Point two: A reference to a definition in which all operations are performed on the object to which it is bound. The pointer is actually the address of an object, you can access the object through the pointer, or you can put the pointer (address) through an object.

Important three: The initial value of the reference must be an object, and the reference type has the same definition type as the initial value object type.

Point four: On the left side of the equal sign, the symbol appears as a type name and is part of the declaration. If the sign is to the right of the equal sign, the symbol is in an expression, so the address (&) or parsed (*) is taken.

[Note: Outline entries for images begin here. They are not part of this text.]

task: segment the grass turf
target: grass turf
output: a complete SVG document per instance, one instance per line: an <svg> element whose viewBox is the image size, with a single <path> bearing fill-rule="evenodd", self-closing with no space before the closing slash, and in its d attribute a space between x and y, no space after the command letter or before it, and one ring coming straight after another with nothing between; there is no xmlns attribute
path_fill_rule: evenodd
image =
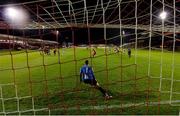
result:
<svg viewBox="0 0 180 116"><path fill-rule="evenodd" d="M173 57L170 51L161 54L160 51L152 50L150 61L148 50L133 50L131 58L128 58L127 53L108 52L105 55L104 49L100 48L97 49L97 55L94 58L89 58L90 50L85 48L60 49L60 57L53 54L42 56L37 51L28 52L27 54L25 51L13 51L12 55L8 51L0 52L2 99L0 112L13 113L48 107L52 114L179 113L179 107L158 104L154 107L147 105L78 110L78 107L87 106L122 106L141 102L169 101L170 96L172 101L179 100L180 82L173 81L171 86L173 68L173 79L179 80L179 53L174 54L175 65L172 68ZM113 99L106 101L99 91L79 83L79 70L85 59L90 60L96 79L113 95ZM148 76L148 67L150 76ZM16 86L13 83L16 83ZM160 91L159 88L161 88ZM16 99L16 97L25 96L26 98ZM77 107L77 110L68 110L70 107ZM41 114L41 111L38 112Z"/></svg>

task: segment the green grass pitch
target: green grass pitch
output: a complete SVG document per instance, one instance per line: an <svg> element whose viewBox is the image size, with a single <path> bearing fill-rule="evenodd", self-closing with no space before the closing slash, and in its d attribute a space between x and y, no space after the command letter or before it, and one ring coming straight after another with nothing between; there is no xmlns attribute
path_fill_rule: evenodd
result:
<svg viewBox="0 0 180 116"><path fill-rule="evenodd" d="M96 57L89 58L86 48L67 48L60 49L60 57L52 53L43 57L38 51L13 51L11 57L0 51L1 114L33 114L47 107L51 114L179 114L179 102L167 102L170 97L180 100L180 53L175 52L172 67L173 54L164 51L162 70L161 51L152 50L150 61L148 50L132 50L131 58L111 53L105 55L98 48ZM86 59L113 99L105 100L99 91L80 84L79 70Z"/></svg>

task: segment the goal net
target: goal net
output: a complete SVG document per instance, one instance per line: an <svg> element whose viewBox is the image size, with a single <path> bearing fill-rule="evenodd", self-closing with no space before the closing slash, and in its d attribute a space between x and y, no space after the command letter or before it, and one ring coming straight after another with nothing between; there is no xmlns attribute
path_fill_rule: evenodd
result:
<svg viewBox="0 0 180 116"><path fill-rule="evenodd" d="M0 114L179 114L179 4L13 4L31 20L20 27L6 20L0 24ZM112 99L80 83L85 60Z"/></svg>

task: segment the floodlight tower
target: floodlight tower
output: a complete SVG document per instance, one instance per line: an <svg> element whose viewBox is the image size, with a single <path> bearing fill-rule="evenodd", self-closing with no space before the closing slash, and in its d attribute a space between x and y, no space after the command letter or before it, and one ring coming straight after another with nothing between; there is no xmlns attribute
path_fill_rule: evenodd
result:
<svg viewBox="0 0 180 116"><path fill-rule="evenodd" d="M164 21L167 17L167 12L166 11L161 12L159 17L162 19L162 21Z"/></svg>

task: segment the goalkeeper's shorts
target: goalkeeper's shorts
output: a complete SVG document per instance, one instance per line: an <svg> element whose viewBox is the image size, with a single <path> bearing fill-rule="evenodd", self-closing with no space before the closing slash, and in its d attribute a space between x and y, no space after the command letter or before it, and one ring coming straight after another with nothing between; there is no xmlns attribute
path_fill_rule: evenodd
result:
<svg viewBox="0 0 180 116"><path fill-rule="evenodd" d="M97 85L97 81L95 79L85 79L83 82L90 85Z"/></svg>

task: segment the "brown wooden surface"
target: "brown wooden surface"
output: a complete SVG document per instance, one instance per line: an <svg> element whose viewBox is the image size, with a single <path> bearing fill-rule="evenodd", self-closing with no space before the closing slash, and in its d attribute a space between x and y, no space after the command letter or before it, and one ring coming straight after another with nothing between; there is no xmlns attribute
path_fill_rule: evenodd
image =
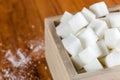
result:
<svg viewBox="0 0 120 80"><path fill-rule="evenodd" d="M44 18L60 15L65 10L77 12L82 7L88 7L98 1L102 0L0 0L0 75L3 68L10 66L10 63L5 63L4 60L7 50L11 50L16 55L15 51L21 49L28 56L31 53L30 42L44 44ZM108 6L120 4L120 0L104 1ZM33 69L34 65L29 65L24 72L33 69L35 71L33 76L37 73L40 80L51 80L44 50L32 57L37 67ZM19 72L21 68L13 68L12 71L14 70ZM36 78L32 79L36 80Z"/></svg>

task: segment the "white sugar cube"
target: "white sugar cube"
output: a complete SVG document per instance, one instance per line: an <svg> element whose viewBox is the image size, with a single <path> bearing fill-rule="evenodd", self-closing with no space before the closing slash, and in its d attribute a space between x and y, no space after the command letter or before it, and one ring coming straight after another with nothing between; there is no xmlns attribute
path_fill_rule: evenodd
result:
<svg viewBox="0 0 120 80"><path fill-rule="evenodd" d="M87 19L88 22L91 22L92 20L94 20L96 18L96 15L90 11L89 9L87 8L83 8L82 9L82 14L85 16L85 18Z"/></svg>
<svg viewBox="0 0 120 80"><path fill-rule="evenodd" d="M97 35L91 28L84 29L82 32L79 33L79 35L77 35L77 37L81 40L84 48L93 43L96 43L96 41L98 40Z"/></svg>
<svg viewBox="0 0 120 80"><path fill-rule="evenodd" d="M57 27L56 27L56 33L61 36L62 38L65 38L67 36L69 36L71 33L73 33L72 28L70 27L69 24L67 23L60 23Z"/></svg>
<svg viewBox="0 0 120 80"><path fill-rule="evenodd" d="M78 55L72 56L71 60L73 61L73 64L75 65L77 70L80 70L84 66Z"/></svg>
<svg viewBox="0 0 120 80"><path fill-rule="evenodd" d="M106 46L106 44L105 44L105 41L104 40L100 40L100 41L98 41L97 42L97 44L98 44L98 46L99 46L99 48L100 48L100 50L102 51L102 53L103 53L103 55L102 56L106 56L106 55L108 55L109 54L109 50L108 50L108 48L107 48L107 46ZM101 57L102 57L101 56Z"/></svg>
<svg viewBox="0 0 120 80"><path fill-rule="evenodd" d="M98 2L91 5L90 10L92 10L97 15L97 17L103 17L109 14L109 11L105 2Z"/></svg>
<svg viewBox="0 0 120 80"><path fill-rule="evenodd" d="M108 29L106 22L100 19L93 20L88 27L91 27L99 38L103 38L105 30Z"/></svg>
<svg viewBox="0 0 120 80"><path fill-rule="evenodd" d="M107 15L111 27L120 27L120 12L115 12Z"/></svg>
<svg viewBox="0 0 120 80"><path fill-rule="evenodd" d="M110 21L109 21L109 18L108 18L108 17L99 18L99 19L105 21L105 22L107 23L108 28L111 28L111 24L110 24Z"/></svg>
<svg viewBox="0 0 120 80"><path fill-rule="evenodd" d="M97 45L97 43L92 44L89 47L91 47L94 50L94 54L96 55L97 58L103 56L103 53L101 49L99 48L99 46Z"/></svg>
<svg viewBox="0 0 120 80"><path fill-rule="evenodd" d="M116 48L118 42L120 41L120 32L117 28L111 28L106 30L105 43L109 48Z"/></svg>
<svg viewBox="0 0 120 80"><path fill-rule="evenodd" d="M96 51L95 47L87 47L86 49L84 49L82 52L79 53L79 58L80 61L86 65L89 64L92 60L94 60L95 58L97 58L98 53L96 53L98 51Z"/></svg>
<svg viewBox="0 0 120 80"><path fill-rule="evenodd" d="M102 70L103 66L101 65L101 63L98 61L98 59L93 59L90 63L86 64L84 66L84 69L87 72L91 72L91 71L97 71L97 70Z"/></svg>
<svg viewBox="0 0 120 80"><path fill-rule="evenodd" d="M60 22L68 22L68 20L70 20L72 18L73 14L65 11L64 14L62 15Z"/></svg>
<svg viewBox="0 0 120 80"><path fill-rule="evenodd" d="M72 55L77 55L80 51L82 51L82 46L80 40L74 36L73 34L68 37L62 39L63 46L65 49Z"/></svg>
<svg viewBox="0 0 120 80"><path fill-rule="evenodd" d="M113 67L120 65L120 52L112 52L105 58L105 64L107 67Z"/></svg>
<svg viewBox="0 0 120 80"><path fill-rule="evenodd" d="M69 21L68 23L72 27L72 30L74 33L77 33L81 28L88 25L88 21L85 19L85 17L82 15L81 12L76 13Z"/></svg>

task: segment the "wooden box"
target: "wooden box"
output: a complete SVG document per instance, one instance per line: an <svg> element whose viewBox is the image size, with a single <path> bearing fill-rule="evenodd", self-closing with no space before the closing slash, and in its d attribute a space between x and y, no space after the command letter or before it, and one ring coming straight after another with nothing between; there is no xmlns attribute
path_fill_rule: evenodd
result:
<svg viewBox="0 0 120 80"><path fill-rule="evenodd" d="M120 11L120 6L110 7L109 11ZM120 80L120 66L96 72L77 73L71 59L56 34L55 22L61 16L45 19L45 55L54 80Z"/></svg>

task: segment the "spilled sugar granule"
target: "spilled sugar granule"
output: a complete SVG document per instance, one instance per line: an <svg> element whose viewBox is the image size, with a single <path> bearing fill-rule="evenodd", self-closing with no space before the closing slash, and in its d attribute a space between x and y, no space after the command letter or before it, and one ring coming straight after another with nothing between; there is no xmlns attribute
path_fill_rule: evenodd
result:
<svg viewBox="0 0 120 80"><path fill-rule="evenodd" d="M44 41L30 41L26 42L28 50L22 50L21 48L16 49L15 52L12 50L4 50L4 58L0 65L0 80L41 80L41 76L38 73L37 67L41 64L41 57L34 55L41 55L44 51ZM29 55L26 55L26 51ZM42 55L42 57L44 57ZM47 70L45 66L45 70Z"/></svg>

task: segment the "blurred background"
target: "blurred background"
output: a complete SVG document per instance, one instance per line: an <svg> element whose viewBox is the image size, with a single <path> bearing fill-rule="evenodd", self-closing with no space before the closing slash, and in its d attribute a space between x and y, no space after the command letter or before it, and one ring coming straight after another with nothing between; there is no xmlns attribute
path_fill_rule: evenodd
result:
<svg viewBox="0 0 120 80"><path fill-rule="evenodd" d="M44 19L105 1L0 0L0 80L52 80L45 60Z"/></svg>

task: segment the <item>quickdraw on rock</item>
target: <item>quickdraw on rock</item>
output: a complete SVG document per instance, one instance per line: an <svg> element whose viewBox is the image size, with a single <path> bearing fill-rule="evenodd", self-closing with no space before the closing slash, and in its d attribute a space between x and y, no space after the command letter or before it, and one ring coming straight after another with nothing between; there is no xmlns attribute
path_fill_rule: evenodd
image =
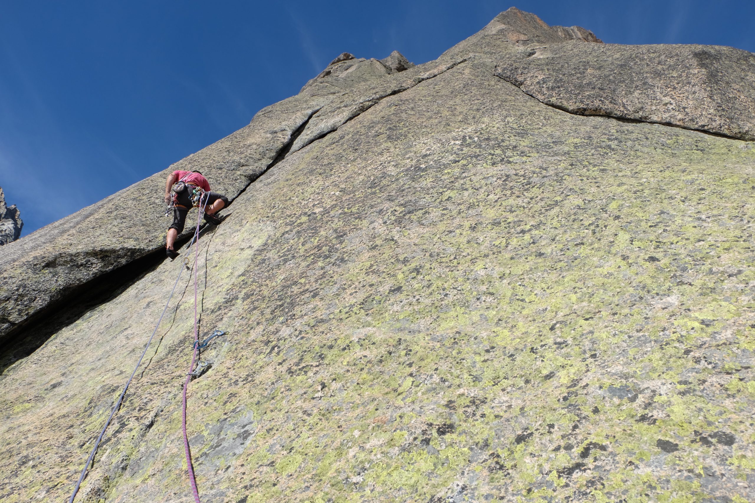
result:
<svg viewBox="0 0 755 503"><path fill-rule="evenodd" d="M194 347L196 348L197 349L202 349L203 348L206 348L207 345L210 343L210 341L213 338L214 338L214 337L220 337L220 336L224 336L226 333L228 333L227 332L223 332L223 330L216 328L215 331L212 333L212 335L210 336L209 337L208 337L207 339L205 339L202 342L202 344L199 344L199 341L194 342Z"/></svg>

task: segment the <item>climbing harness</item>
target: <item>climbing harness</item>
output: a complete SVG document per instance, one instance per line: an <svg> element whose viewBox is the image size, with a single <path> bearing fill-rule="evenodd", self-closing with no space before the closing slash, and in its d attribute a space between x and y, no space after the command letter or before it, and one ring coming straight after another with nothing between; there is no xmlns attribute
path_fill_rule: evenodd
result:
<svg viewBox="0 0 755 503"><path fill-rule="evenodd" d="M203 191L199 187L196 187L191 193L191 202L194 205L195 208L199 207L199 203L202 201L202 198L205 196L205 191ZM207 201L205 201L205 205L207 205Z"/></svg>
<svg viewBox="0 0 755 503"><path fill-rule="evenodd" d="M165 210L165 216L170 216L171 210L173 210L176 207L180 207L180 208L186 207L182 204L178 204L178 195L185 191L186 189L186 187L189 186L189 185L183 180L189 178L190 174L191 173L186 175L185 176L183 176L183 178L174 183L173 186L171 187L171 202L168 203L168 208ZM197 205L195 204L194 207L197 207Z"/></svg>
<svg viewBox="0 0 755 503"><path fill-rule="evenodd" d="M195 503L202 503L202 502L199 500L199 491L196 489L196 480L194 477L194 468L193 468L193 466L192 465L192 463L191 463L191 452L190 451L190 448L189 448L189 438L188 438L188 436L186 435L186 388L187 388L187 387L189 385L189 382L191 380L192 375L195 372L195 370L194 370L194 365L196 363L196 356L197 356L197 352L199 351L199 332L198 332L198 330L197 330L198 329L198 325L197 325L197 308L196 308L196 306L197 306L197 291L198 291L198 287L197 287L197 271L196 271L197 268L196 268L196 266L197 266L197 264L199 263L199 224L202 222L202 214L204 213L205 208L207 207L207 198L203 198L202 197L203 195L204 195L204 192L202 191L202 194L199 196L199 202L201 204L202 199L204 199L205 200L205 204L204 204L204 206L202 206L202 207L199 209L199 216L197 218L197 222L196 222L196 228L194 230L194 236L192 238L192 241L189 243L189 247L188 247L188 248L186 250L186 251L189 252L190 250L191 250L192 245L193 244L196 244L195 253L194 253L194 271L193 271L193 276L194 276L194 354L192 357L191 367L189 368L189 373L186 375L186 379L183 382L183 446L184 446L184 450L186 452L186 466L188 467L188 471L189 471L189 480L191 483L192 492L193 492L193 495L194 495L194 501L195 501ZM199 207L199 204L198 204L196 207ZM186 253L186 255L188 256L188 253ZM188 256L184 257L184 263L186 264L186 268L189 268L189 258L188 258ZM123 387L123 391L121 391L121 394L118 397L118 400L116 401L116 404L113 406L112 410L110 411L110 416L108 416L107 421L105 422L105 425L103 426L102 431L100 431L100 435L97 437L97 440L94 441L94 446L92 447L92 450L89 453L89 457L87 459L87 462L85 463L85 465L84 465L84 468L82 470L82 474L79 477L79 481L76 482L76 486L73 489L73 492L71 494L71 498L70 498L70 499L68 500L68 503L73 503L73 500L76 497L76 493L79 492L79 489L81 487L82 482L83 482L84 477L86 477L87 469L89 468L89 465L92 462L92 459L94 458L94 454L97 452L97 448L100 446L100 443L102 442L103 437L105 436L105 430L107 429L107 427L109 425L110 422L112 420L112 416L116 415L116 413L121 407L121 404L123 402L123 397L125 396L126 391L128 389L128 386L131 384L131 380L133 380L134 376L136 375L137 370L139 370L139 367L141 365L142 360L144 359L144 355L146 354L147 350L149 349L149 345L152 344L152 340L153 340L153 339L154 339L155 334L157 333L157 329L159 328L160 324L162 322L162 318L165 316L165 312L168 311L168 306L171 303L171 299L173 298L173 294L176 291L176 287L178 286L178 282L180 281L181 275L183 274L183 268L182 267L180 268L180 271L178 272L178 277L176 278L176 282L173 284L173 290L171 290L171 294L168 296L168 301L165 302L165 307L163 308L162 313L161 313L160 317L157 321L157 324L155 325L155 330L153 330L152 335L149 336L149 340L147 340L146 346L144 348L144 351L142 351L141 356L139 357L139 360L137 362L136 367L134 367L134 371L131 373L131 376L128 378L128 380L126 382L125 386ZM218 330L215 330L215 332L218 332ZM215 336L214 333L209 339L208 339L205 341L205 342L208 342L209 339L211 339L214 336ZM200 363L202 363L202 362L200 362ZM208 367L211 366L211 364L212 364L211 361L204 362L204 364L201 365L201 368L202 370L208 368ZM199 376L199 375L201 375L201 373L199 374L196 374L196 376Z"/></svg>
<svg viewBox="0 0 755 503"><path fill-rule="evenodd" d="M207 339L205 339L205 340L204 340L204 341L202 342L202 344L199 344L199 342L195 342L195 343L194 343L194 346L196 347L197 344L199 344L199 349L203 349L203 348L206 348L206 347L207 347L207 345L210 343L210 341L211 341L211 339L213 339L214 337L220 337L220 336L224 336L224 335L226 335L226 332L223 332L223 330L220 330L220 329L217 329L217 328L216 328L216 329L215 329L215 331L212 333L212 335L211 335L211 336L210 336L209 337L208 337Z"/></svg>

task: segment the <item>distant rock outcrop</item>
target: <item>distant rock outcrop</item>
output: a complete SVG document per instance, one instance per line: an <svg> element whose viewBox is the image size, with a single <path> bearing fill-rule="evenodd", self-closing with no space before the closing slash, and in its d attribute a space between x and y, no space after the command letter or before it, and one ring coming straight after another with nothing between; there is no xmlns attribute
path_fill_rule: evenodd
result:
<svg viewBox="0 0 755 503"><path fill-rule="evenodd" d="M0 246L18 239L23 227L21 212L15 204L8 206L5 204L5 195L0 187Z"/></svg>
<svg viewBox="0 0 755 503"><path fill-rule="evenodd" d="M76 502L195 501L187 265L202 501L755 501L751 57L511 8L5 247L0 501L68 501L174 285ZM196 265L113 210L176 168Z"/></svg>

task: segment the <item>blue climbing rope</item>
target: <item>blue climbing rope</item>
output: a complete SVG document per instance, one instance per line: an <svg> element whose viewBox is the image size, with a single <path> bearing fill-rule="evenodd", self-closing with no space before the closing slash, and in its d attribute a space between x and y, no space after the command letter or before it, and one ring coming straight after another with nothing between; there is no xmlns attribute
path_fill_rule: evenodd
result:
<svg viewBox="0 0 755 503"><path fill-rule="evenodd" d="M194 242L194 240L199 239L199 225L198 224L196 229L194 231L194 237L192 238L191 243L189 244L186 253L187 256L188 252L191 251L191 245ZM105 430L107 429L108 425L110 424L112 416L116 415L116 413L120 408L121 403L123 401L123 397L126 394L126 390L128 389L128 385L131 384L131 379L134 379L134 376L136 375L137 370L139 370L139 366L141 365L142 360L144 358L144 355L146 354L146 351L149 348L149 345L152 344L152 339L154 339L155 334L157 333L157 329L160 327L160 324L162 322L162 318L165 317L165 312L168 311L168 306L170 305L171 299L173 298L173 294L176 291L176 287L178 286L178 281L181 279L181 275L183 274L183 267L181 267L181 270L178 273L178 278L176 278L176 282L173 284L173 290L171 290L171 295L168 297L168 302L165 302L165 307L162 310L162 314L160 314L160 319L157 321L157 324L155 325L155 330L153 330L152 335L149 336L149 340L146 342L146 347L144 348L144 351L142 352L141 356L139 357L139 361L137 362L136 367L134 367L134 372L131 373L131 377L128 378L126 385L123 387L121 396L118 397L118 401L116 402L116 405L112 407L112 410L110 412L109 417L108 417L107 421L105 422L105 425L103 426L102 431L100 432L100 436L97 437L97 440L94 442L94 446L92 447L92 451L89 453L89 458L87 459L87 462L84 465L84 469L82 470L81 477L79 477L79 482L76 483L76 486L74 488L73 493L71 495L71 498L68 500L68 503L73 503L73 498L76 497L76 493L79 492L79 488L81 486L82 482L84 480L84 477L86 477L87 469L89 468L89 464L91 463L92 459L94 458L94 454L97 452L97 449L100 446L100 443L102 441L103 437L105 436Z"/></svg>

Key five: Complex expressions read from right to left. The symbol closest to the variable name has a direct effect on the type of the variable.

Most of the above material comes from 2.3 and 2.4 of the second chapter of C + + Primer. However, I still feel that I have not completely explained the problem, even some places have loopholes. Although the blog has written for most of the day, the feeling is still quite a failure. After looking for a few interviews to meet the example of finishing and then slowly grinding the "love and Hate Feeling sorrow."